Товарищ Богдан (сборник) - Раевский Борис Маркович. Страница 36

На базаре, у колодца, в лавочке она рассказывала всем, что в Питере муж мастерил только дорогие красивые вещи для богатых господ — среди заказчиков был даже старичок генерал, — но теперь жизнь прижала их, и муж готов по дешевке брать любые, даже самые мелкие заказы.

Но прошел день, и два, и три… А полоцкие жители почему-то не спешили загружать работой столичного «столяра-краснодеревца». То ли никому не требовалось ремонтировать шкафы и столы, то ли горожане сами при нужде брались за пилу и молоток.

«Скверно, — думал Бабушкин, оглядывая аккуратно разложенные пилы, стамески, рубанки. — Надо хоть для виду, для полиции, что-то пилить, строгать… А то подозрительно…»

Он задумался.

«Может, пока для себя что-нибудь смастерить? Просто чтобы не сидеть сложа руки? И попрактикуюсь к тому же. Но что?..»

Прошел в смежную комнату — тоже маленькую, с низким зеленым потолком. Там, сидя за столом и напевая протяжную украинскую песню, Прасковья Никитична подрубала носовой платок.

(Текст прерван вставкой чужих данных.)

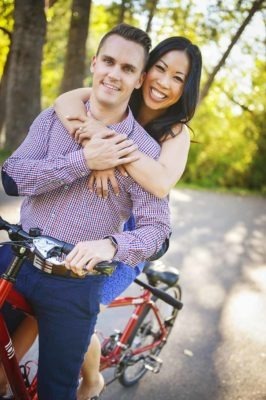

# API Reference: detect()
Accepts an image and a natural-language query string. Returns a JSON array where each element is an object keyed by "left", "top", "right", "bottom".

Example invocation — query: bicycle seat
[{"left": 143, "top": 261, "right": 179, "bottom": 286}]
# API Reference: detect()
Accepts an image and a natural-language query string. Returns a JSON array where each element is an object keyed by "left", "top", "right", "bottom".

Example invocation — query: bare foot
[{"left": 77, "top": 373, "right": 104, "bottom": 400}]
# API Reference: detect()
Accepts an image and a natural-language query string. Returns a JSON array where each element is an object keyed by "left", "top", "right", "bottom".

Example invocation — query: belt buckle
[{"left": 33, "top": 255, "right": 53, "bottom": 274}]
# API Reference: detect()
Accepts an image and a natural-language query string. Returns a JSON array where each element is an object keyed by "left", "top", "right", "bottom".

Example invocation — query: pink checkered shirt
[{"left": 3, "top": 108, "right": 170, "bottom": 266}]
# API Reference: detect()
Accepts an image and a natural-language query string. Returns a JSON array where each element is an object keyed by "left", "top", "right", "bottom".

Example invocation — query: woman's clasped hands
[{"left": 67, "top": 112, "right": 139, "bottom": 198}]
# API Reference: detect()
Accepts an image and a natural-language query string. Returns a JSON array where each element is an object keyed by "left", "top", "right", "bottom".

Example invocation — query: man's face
[{"left": 91, "top": 35, "right": 144, "bottom": 109}]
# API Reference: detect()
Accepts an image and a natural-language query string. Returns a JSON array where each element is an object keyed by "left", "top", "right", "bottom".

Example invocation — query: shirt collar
[{"left": 86, "top": 101, "right": 135, "bottom": 136}]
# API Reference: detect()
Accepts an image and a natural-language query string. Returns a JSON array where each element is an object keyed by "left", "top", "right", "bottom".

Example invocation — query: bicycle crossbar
[{"left": 134, "top": 279, "right": 183, "bottom": 310}]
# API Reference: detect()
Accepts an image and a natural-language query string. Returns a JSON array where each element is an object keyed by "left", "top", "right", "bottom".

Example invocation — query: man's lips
[
  {"left": 102, "top": 81, "right": 120, "bottom": 92},
  {"left": 150, "top": 87, "right": 167, "bottom": 100}
]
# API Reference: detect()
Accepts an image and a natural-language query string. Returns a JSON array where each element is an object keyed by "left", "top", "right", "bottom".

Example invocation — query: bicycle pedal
[{"left": 144, "top": 355, "right": 163, "bottom": 374}]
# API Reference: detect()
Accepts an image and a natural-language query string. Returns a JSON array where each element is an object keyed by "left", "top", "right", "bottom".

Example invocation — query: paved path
[{"left": 0, "top": 190, "right": 266, "bottom": 400}]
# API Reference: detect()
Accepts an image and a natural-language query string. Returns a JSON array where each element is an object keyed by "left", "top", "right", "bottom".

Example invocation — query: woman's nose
[{"left": 158, "top": 75, "right": 169, "bottom": 89}]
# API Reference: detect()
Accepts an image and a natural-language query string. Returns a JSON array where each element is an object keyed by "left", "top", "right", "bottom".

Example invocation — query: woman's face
[{"left": 142, "top": 50, "right": 190, "bottom": 110}]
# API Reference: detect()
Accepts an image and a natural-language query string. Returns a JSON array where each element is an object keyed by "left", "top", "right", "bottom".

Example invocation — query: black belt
[{"left": 29, "top": 254, "right": 103, "bottom": 279}]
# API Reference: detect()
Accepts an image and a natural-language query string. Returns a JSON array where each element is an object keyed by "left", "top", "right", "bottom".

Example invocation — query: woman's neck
[{"left": 137, "top": 103, "right": 164, "bottom": 127}]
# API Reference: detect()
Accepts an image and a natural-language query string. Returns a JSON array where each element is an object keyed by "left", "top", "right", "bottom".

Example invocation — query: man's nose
[{"left": 108, "top": 65, "right": 121, "bottom": 80}]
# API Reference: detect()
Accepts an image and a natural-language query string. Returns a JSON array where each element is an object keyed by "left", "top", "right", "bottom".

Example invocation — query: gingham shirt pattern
[{"left": 3, "top": 108, "right": 170, "bottom": 266}]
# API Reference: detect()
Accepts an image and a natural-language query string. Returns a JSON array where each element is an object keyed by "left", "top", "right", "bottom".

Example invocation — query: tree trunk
[
  {"left": 0, "top": 28, "right": 12, "bottom": 148},
  {"left": 6, "top": 0, "right": 46, "bottom": 150},
  {"left": 60, "top": 0, "right": 91, "bottom": 93},
  {"left": 200, "top": 0, "right": 264, "bottom": 102},
  {"left": 146, "top": 0, "right": 158, "bottom": 33}
]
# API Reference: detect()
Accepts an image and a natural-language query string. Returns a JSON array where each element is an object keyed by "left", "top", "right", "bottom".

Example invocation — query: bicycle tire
[{"left": 118, "top": 285, "right": 181, "bottom": 387}]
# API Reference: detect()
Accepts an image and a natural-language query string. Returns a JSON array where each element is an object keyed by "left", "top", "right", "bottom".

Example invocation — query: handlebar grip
[
  {"left": 62, "top": 243, "right": 75, "bottom": 254},
  {"left": 93, "top": 261, "right": 117, "bottom": 276},
  {"left": 134, "top": 279, "right": 183, "bottom": 310}
]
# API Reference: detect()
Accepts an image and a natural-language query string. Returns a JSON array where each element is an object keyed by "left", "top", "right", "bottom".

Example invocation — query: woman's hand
[
  {"left": 83, "top": 134, "right": 139, "bottom": 170},
  {"left": 89, "top": 168, "right": 119, "bottom": 199},
  {"left": 67, "top": 111, "right": 116, "bottom": 146}
]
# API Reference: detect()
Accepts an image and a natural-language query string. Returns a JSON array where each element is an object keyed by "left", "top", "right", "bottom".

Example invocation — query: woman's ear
[
  {"left": 135, "top": 72, "right": 146, "bottom": 89},
  {"left": 90, "top": 56, "right": 96, "bottom": 73}
]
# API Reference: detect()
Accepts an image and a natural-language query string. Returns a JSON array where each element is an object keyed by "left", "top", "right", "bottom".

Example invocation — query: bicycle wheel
[{"left": 119, "top": 285, "right": 181, "bottom": 387}]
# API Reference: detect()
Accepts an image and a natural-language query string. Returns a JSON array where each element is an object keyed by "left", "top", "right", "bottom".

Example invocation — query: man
[{"left": 2, "top": 24, "right": 170, "bottom": 400}]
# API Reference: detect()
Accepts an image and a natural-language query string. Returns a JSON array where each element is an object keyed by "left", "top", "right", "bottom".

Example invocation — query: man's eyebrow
[
  {"left": 158, "top": 58, "right": 186, "bottom": 76},
  {"left": 122, "top": 63, "right": 137, "bottom": 71},
  {"left": 101, "top": 54, "right": 137, "bottom": 71}
]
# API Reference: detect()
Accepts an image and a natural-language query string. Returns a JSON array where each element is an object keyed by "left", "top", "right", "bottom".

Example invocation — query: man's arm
[
  {"left": 2, "top": 108, "right": 90, "bottom": 196},
  {"left": 112, "top": 182, "right": 171, "bottom": 267},
  {"left": 66, "top": 183, "right": 171, "bottom": 274}
]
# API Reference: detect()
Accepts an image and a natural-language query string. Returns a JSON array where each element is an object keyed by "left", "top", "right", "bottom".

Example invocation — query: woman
[{"left": 0, "top": 37, "right": 201, "bottom": 400}]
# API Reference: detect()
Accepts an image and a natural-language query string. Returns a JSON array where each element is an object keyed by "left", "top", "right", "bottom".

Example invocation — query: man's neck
[{"left": 90, "top": 93, "right": 128, "bottom": 125}]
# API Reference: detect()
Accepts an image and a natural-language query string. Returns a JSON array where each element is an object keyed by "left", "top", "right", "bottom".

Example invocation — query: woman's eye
[
  {"left": 156, "top": 64, "right": 164, "bottom": 72},
  {"left": 174, "top": 76, "right": 184, "bottom": 83}
]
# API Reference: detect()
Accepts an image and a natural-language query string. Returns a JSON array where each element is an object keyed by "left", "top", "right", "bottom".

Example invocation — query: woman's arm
[
  {"left": 124, "top": 125, "right": 190, "bottom": 198},
  {"left": 68, "top": 115, "right": 190, "bottom": 198},
  {"left": 54, "top": 88, "right": 91, "bottom": 134}
]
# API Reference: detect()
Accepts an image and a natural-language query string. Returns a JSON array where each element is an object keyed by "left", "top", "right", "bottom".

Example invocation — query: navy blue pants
[{"left": 0, "top": 246, "right": 105, "bottom": 400}]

Бабушкин обвел глазами мебель в комнате: простой шкаф, железная кровать, стол, еще один стол — поменьше, две табуретки.

«Шкаф изготовить, что ли? Нет, трудновато с непривычки, — подумал он. — Стол? Да зачем же еще третий стол?»

— Пашенька! Чего тебе из мебели не хватает? — спросил он жену.

— Небось не на век устраиваемся! Стол да стул есть — и ладно, — сказала Прасковья Никитична.

«На пробу сработаю табурет», — решил Бабушкин.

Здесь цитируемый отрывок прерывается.